2016年10月24日月曜日

待機電力退治の抜け穴

 今ではあまり話題になりませんが、昭和末期にはスイッチを入れるとすぐにテレビの画面が現れるような便利さを優先させるため、電気器具の不使用時でもずっと少量の電機を流し続ける仕組みが常識になっていました。特にテレビ、電気蓄音機などは使う時間がわずかでも、眠っている大半の時間でもこの「待機電力」を使い続けていたのです。

 この待機電力退治をどうすればうまく進められるかが問題でした。メーカーを含む企業の協力で運営されている公益的団体で私が責任者になり待機電力退治をすることになりましたが、実態をいきなり公表すれば、企業側から反発が出るのは必至です。そこで昔「暮らしの手帳」が、電気器具の比較テストを発表したやり方を少しヒネルことにしました。

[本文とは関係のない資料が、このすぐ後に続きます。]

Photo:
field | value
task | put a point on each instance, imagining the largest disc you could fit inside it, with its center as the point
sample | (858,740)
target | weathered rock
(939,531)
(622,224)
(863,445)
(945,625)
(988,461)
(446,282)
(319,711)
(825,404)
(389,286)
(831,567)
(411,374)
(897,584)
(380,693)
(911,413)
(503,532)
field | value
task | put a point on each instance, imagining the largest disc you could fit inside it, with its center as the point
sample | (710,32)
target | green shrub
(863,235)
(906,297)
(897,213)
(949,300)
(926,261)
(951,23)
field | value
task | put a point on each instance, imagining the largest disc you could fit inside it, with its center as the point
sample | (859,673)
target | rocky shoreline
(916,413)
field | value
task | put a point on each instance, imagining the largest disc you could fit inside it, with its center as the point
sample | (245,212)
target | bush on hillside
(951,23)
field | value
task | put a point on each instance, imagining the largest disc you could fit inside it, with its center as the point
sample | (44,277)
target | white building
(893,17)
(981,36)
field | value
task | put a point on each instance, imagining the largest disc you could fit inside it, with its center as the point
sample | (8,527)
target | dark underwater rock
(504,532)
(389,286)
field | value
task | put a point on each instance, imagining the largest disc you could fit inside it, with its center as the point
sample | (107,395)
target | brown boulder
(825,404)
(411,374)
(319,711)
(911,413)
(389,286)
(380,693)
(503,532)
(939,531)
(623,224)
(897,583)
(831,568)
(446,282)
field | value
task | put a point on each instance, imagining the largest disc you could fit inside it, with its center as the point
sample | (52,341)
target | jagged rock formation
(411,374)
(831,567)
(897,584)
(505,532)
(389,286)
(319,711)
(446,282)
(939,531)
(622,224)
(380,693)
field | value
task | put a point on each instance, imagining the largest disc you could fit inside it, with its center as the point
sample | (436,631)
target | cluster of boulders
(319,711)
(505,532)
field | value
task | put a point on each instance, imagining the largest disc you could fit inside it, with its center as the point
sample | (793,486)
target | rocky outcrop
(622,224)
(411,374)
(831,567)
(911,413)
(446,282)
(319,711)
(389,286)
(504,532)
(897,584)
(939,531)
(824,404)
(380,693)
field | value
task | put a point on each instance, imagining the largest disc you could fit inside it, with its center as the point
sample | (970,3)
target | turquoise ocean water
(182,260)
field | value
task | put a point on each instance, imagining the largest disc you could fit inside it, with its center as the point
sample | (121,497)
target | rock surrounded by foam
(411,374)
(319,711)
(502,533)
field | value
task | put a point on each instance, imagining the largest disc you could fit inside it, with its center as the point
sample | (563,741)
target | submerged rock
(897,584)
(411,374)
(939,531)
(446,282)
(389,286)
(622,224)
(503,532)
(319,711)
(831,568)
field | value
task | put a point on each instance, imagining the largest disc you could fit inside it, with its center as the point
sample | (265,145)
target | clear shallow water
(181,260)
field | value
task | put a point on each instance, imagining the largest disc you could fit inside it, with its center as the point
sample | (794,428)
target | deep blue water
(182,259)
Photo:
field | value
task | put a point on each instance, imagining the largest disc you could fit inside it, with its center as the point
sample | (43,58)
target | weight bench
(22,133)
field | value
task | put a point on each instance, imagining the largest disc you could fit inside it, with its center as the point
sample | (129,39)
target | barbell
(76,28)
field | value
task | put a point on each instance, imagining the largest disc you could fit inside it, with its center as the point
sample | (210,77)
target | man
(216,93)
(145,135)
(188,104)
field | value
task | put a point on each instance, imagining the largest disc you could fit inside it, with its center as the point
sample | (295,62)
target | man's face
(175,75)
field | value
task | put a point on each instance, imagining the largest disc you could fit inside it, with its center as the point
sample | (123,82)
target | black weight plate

 冷蔵庫やテレビなど主要機器の待機電力量を調べ、各社にそれを送って、「待機電力を減らすために、まずこの現状の数値を発表させてほしい」とお願いしたのです。すぐにS社から反応がありました。「1年間猶予下さい。その間に待機電力を減らした新しい改良型機種を創りこれを発表するので、その改良した数値と併せて発表していただけませんか。」


 この提案を各社に示すと全社がご了解くださり、待機電力減らしに各社が努力をされ、1年後に大きな成果が生まれました。ところがガス湯沸かし器は種火方式から電気スパークに着火方式を変えていたのを見落としていて、さらに電動歯ブラシなど中小企業製品が依然として待機電量垂れ流しであることに当時は気づかなかったのです。スミマセン…。